En fait il va me proposer "Bureau - icloud", ou "pages - icloud"


----------



## Membre supprimé 1138547 (17 Janvier 2018)

Bonsoir,
Tu as dû cocher "Documents et bureau"  dans les réglages / iCloud /iCloud Drive/ option. 
Tout ce que tu as sur ton bureau ou dans ton dossier documents vont sur iCloud Drive.


----------



## Noa2coco (20 Janvier 2018)

Merci pour ta réponse.
Cependant je suis vraiment débutant sur Mac (19 ans sur un PC) du coup je sais que ca a l air bête mais je ne trouve pas :
iCloud /iCloud Drive/ option.
Dans Finder y a bien icloud drive sur la barre à gauche mais après "option"... je sèche...

Peux tu m'aider stp ?
Merci


----------



## Membre supprimé 1138547 (20 Janvier 2018)

Bonjour, tu vas dans les Preferences système (l'icône en roue dentée, dans ton dock ou le launchpad (le lanceur d'appli en forme de fusée) puis dans iCloud puis dans les options d'iCloud Drive et tu décoches Dossiers bureau et documents. 
Attention aux options pour bien conserver tes fichiers sur ton ordi (c'est clair mais il faut lire les possibilités).
Après si tout va bien, tu pourras les supprimer d'iCloud via iCloud.com depuis ton navigateur


----------



## Noa2coco (21 Janvier 2018)

Salut,

C'est bon j'ai trouvé merci pour tes indications.
Alors effectivement si je décoche il m'avertit que si je désactive icloud drive ça va supprimer tous les doc de mon Mac.
Du coup je vais sauvegarder tout ça sur un disque externe histoire d'être certain.
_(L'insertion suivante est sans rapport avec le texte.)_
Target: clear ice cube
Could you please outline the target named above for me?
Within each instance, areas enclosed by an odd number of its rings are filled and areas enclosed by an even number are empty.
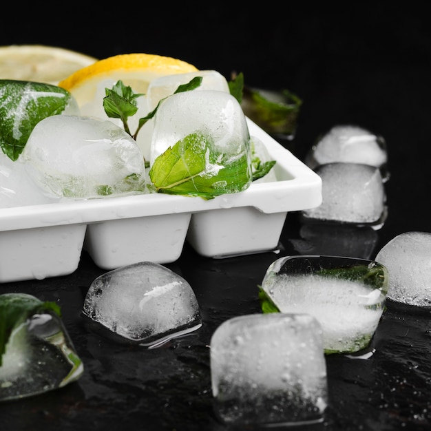
[[[383,138],[355,125],[336,125],[322,136],[306,158],[312,169],[320,165],[342,162],[381,168],[388,162]],[[386,175],[382,176],[383,179]]]
[[[226,78],[216,70],[198,70],[184,74],[175,74],[159,76],[153,79],[148,85],[147,101],[148,111],[156,109],[160,100],[171,96],[180,85],[187,84],[196,76],[202,76],[202,83],[196,90],[210,90],[229,93],[229,86]]]
[[[430,232],[404,232],[381,249],[375,260],[389,271],[388,299],[431,309],[430,255]]]
[[[114,269],[92,283],[83,315],[120,339],[149,347],[198,329],[199,305],[190,284],[159,264]]]
[[[381,227],[386,215],[386,191],[379,169],[360,163],[317,167],[322,202],[302,211],[306,220],[335,221]]]
[[[233,317],[214,332],[215,412],[228,424],[319,422],[327,405],[322,331],[306,314]]]
[[[250,135],[240,105],[228,93],[201,90],[174,94],[160,104],[155,116],[150,165],[168,148],[196,133],[210,136],[213,151],[220,154],[219,166],[213,169],[243,158],[250,165]]]
[[[0,151],[0,208],[53,203],[59,199],[34,182],[21,158],[13,162]]]
[[[0,301],[11,296],[36,300],[24,293],[6,293]],[[83,373],[83,363],[60,317],[50,312],[34,313],[14,327],[6,346],[0,366],[0,401],[53,390]]]
[[[111,121],[56,115],[40,121],[21,155],[32,178],[59,196],[101,198],[143,191],[142,152]]]
[[[388,269],[372,260],[287,256],[273,262],[262,288],[281,313],[307,313],[323,329],[326,353],[368,346],[383,311]]]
Merci en tout cas pour tes conseils.
Je sauvegarde, désactive et te fais un retour.


----------



## Membre supprimé 1138547 (21 Janvier 2018)

Bonjour, 
Oui sois prudent dans les options de récupération, tout dépend du nombre de ibidules sur iCloud (en fait, un ou plusieurs).


----------



## Noa2coco (21 Janvier 2018)

Hello,
Bon alors j'ai encore besoin d'un coup de main (désolé)

Bon alors j'ai tout sauvé sur mon disque dur externe en créant des nouveaux dossiers (appelons les X) sur ce dernier pour trier de façon propre.
Après avoir tout sauver, comme mon cloud est plein (5G) j'ai voulu le vider : Finder/iclouddrive et là surprise tout ce que j'ai importer sur ce cloud tous les fichiers que j'ai créé pour faire propre (les fameux X).
Je comprends rien.....

Je sais qu'il faudrait que j'ouvre un nouveau "case" pour ce que je te demande mais vu que t'as l'air de gérer j'en profite (merci merci   ).


----------



## Membre supprimé 1138547 (21 Janvier 2018)
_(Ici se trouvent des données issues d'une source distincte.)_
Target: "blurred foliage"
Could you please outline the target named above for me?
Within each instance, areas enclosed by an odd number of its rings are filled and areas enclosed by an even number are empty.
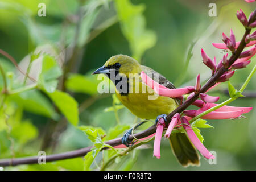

Tu as décoché bureau et documents? 
Dès que tu as ta sauvegarde, tu peux le faire puis ensuite faire le ménage via iCloud.com et non depuis ton bureau


----------



## Membre supprimé 1138547 (21 Janvier 2018)
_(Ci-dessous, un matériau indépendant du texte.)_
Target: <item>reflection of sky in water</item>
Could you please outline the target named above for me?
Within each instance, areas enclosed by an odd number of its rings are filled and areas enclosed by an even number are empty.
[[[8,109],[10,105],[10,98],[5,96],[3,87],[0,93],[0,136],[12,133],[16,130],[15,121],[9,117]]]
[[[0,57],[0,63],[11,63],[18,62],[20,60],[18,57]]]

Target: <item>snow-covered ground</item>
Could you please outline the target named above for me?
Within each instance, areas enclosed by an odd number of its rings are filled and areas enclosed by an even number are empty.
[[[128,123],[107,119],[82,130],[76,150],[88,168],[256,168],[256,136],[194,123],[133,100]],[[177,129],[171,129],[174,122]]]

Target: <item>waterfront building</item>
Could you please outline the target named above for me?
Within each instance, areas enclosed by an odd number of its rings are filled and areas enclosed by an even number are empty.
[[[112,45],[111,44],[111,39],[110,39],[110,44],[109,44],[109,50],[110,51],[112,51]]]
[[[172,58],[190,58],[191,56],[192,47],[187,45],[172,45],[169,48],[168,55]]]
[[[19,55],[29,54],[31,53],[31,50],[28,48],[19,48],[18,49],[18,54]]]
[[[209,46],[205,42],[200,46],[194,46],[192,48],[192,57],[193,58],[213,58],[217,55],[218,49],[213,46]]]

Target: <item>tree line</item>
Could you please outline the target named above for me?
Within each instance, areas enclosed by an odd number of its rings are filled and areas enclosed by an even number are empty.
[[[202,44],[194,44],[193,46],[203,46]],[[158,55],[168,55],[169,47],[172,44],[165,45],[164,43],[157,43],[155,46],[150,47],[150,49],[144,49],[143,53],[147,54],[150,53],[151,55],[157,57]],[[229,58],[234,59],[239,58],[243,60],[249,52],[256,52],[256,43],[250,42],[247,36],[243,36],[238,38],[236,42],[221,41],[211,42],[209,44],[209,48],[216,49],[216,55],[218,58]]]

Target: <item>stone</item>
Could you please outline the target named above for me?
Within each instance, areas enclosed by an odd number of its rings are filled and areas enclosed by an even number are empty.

Regardes ce lien surtout le dernier paragraphe qui te concerne.
https://support.apple.com/fr-fr/HT206985

Le but de la manipulation est que tu ne perdes rien. 
Tu as une copie externe, c'est une sécurité supplémentaire 
Maintenant tu dois décocher,  PUIS faire les transferts et le ménage selon tes critères sur iCloud Drive


----------



## Noa2coco (27 Janvier 2018)

Je vais regarder ça merci


----------